Depreciation and Amortization: Our communications services segment had depreciation and amortization expenses totaling $8,689 for the six month period ended October 31, 2013 versus $9,199 for the corresponding period in 2012. The decrease is due to our telecom assets becoming fully depreciated.

Net Income: Net Income totaled $2,985,493 for the six months ended October 31, 2013 as compared to $874,584 for the corresponding period in the prior year. The improvement of $2,110,909 is primarily due to the gain recognized on the divestiture of our Ranger asset.

Liquidity and Capital Resources As of October 31, 2013, we had positive working capital for the first time in the Company's history totaling $246,946 which including cash of $587,057. Our working capital includes one large account payable associated with our 2009 Woodland Acquisition. We consider our relationship with that single vendor to be positive.

As previously noted, on September 30, 2013, the Company sold Ranger to an unrelated third party for $7.5 million plus an $800,000 contingent receivable; the contingency was met in November and the Company received $800,000 on November 6, 2013 just subsequent to the balance sheet date of this report. As a result of the sale of Ranger, the Company was able to retire the notes payable, the accrued interest on the notes payable and any accrued penalties to Emerald Crest Capital (the "Senior Lender"), IU Holdings, LP ("IUH"), IU Investments, LLC ("IUI") and Ned Timmer ("Timmer") (IUH, IUI and Timmer collectively the "Paid-in-Full Junior Lenders"). In addition, the Company was able to pay off the warrant which the Senior Lender could put to the Company for $1.0 million on March 30, 2014. As a result of the sale of Ranger and the respective payoff of the Senior Lender and the Paid-in-Full Junior Lenders, the only remaining secured debt is the note payable to the Company's CEO, Scott Beck (the "CEO Note"). On November 4, 2013, Mr. Beck amended the CEO Note such that no principal or interest payments are due on the CEO Note until May 31, 2014. Mr.

Beck also took a significant salary reduction from $250,000 per annum to $18,000 per annum, as a result of an amendment to his employment contract.

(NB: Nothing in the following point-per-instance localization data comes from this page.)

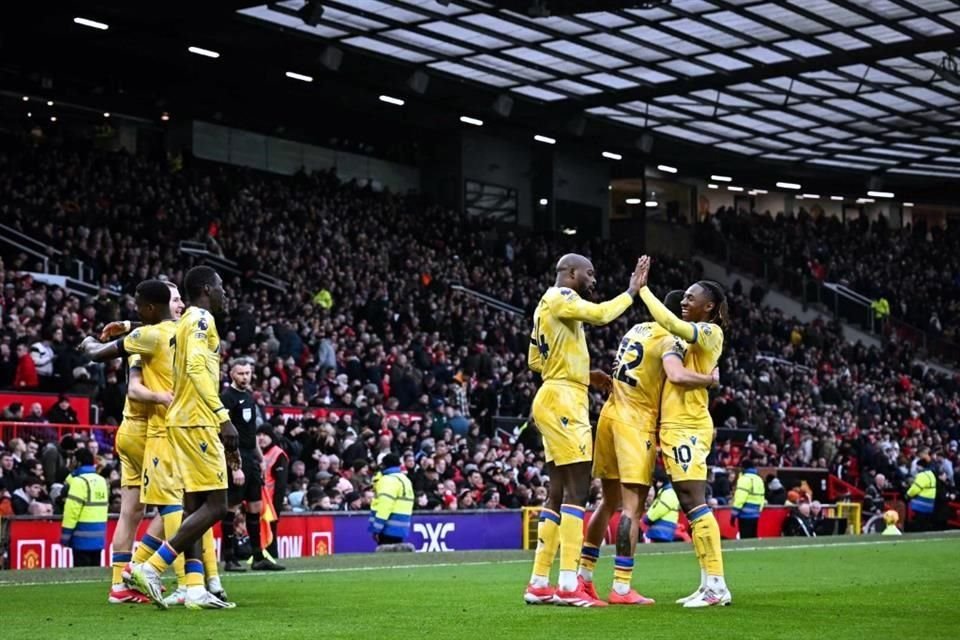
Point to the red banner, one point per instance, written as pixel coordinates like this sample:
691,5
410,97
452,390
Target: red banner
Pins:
35,543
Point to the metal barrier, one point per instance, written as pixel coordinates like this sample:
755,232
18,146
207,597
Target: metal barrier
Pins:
47,432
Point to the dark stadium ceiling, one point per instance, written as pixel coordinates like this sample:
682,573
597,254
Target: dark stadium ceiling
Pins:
833,93
829,83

Our investing activity for the six months ended October 31, 2013, consisted of $4,439 of capital expenditures, primarily associated with the leasing of a certain piece of equipment pursuant to a capital lease.

Our financing activities for the three months ended October 31, 2013 included interest of $303 related to the financing of the equipment pursuant to the aforementioned capital lease. As previously noted, the Company completely paid off the Senior Lender as well as the Paid-in-Full Junior Lenders as a result of the sale of Ranger.

We have no other bank financing or other external sources of liquidity and we source all of our liquidity through our operations. However, now that we have sold our largest asset, there can be no assurance that, going forward, our operations will generate positive operating cash flow. However, as a result of the sale of Ranger, the Company believes it has enough cash left over to sustain operations in excess of one year.

- 17 - -------------------------------------------------------------------------------- As previously noted, the Company's marketing revenues have been adversely impacted by industry forces. The marketing services division continues to be adversely affected by the deterioration in the for-profit educational lead generation space while simultaneously experiencing significant ongoing challenges and customer churn in our search engine optimization and website leasing businesses. The Company cannot be certain how much further its marketing services revenues could deteriorate as a result of these industry-wide changes.

We will most likely need to obtain additional capital in order to further expand our operations. We are currently investigating other financial alternatives, including additional equity financing. In order to obtain capital, we may need to sell additional shares of our common stock or borrow funds from private lenders. However, there can be no assurance that any additional financing will become available to us, and if available, that such financing will be on terms acceptable to us.

Off-balance sheet arrangements We have not entered into any off-balance sheet arrangements.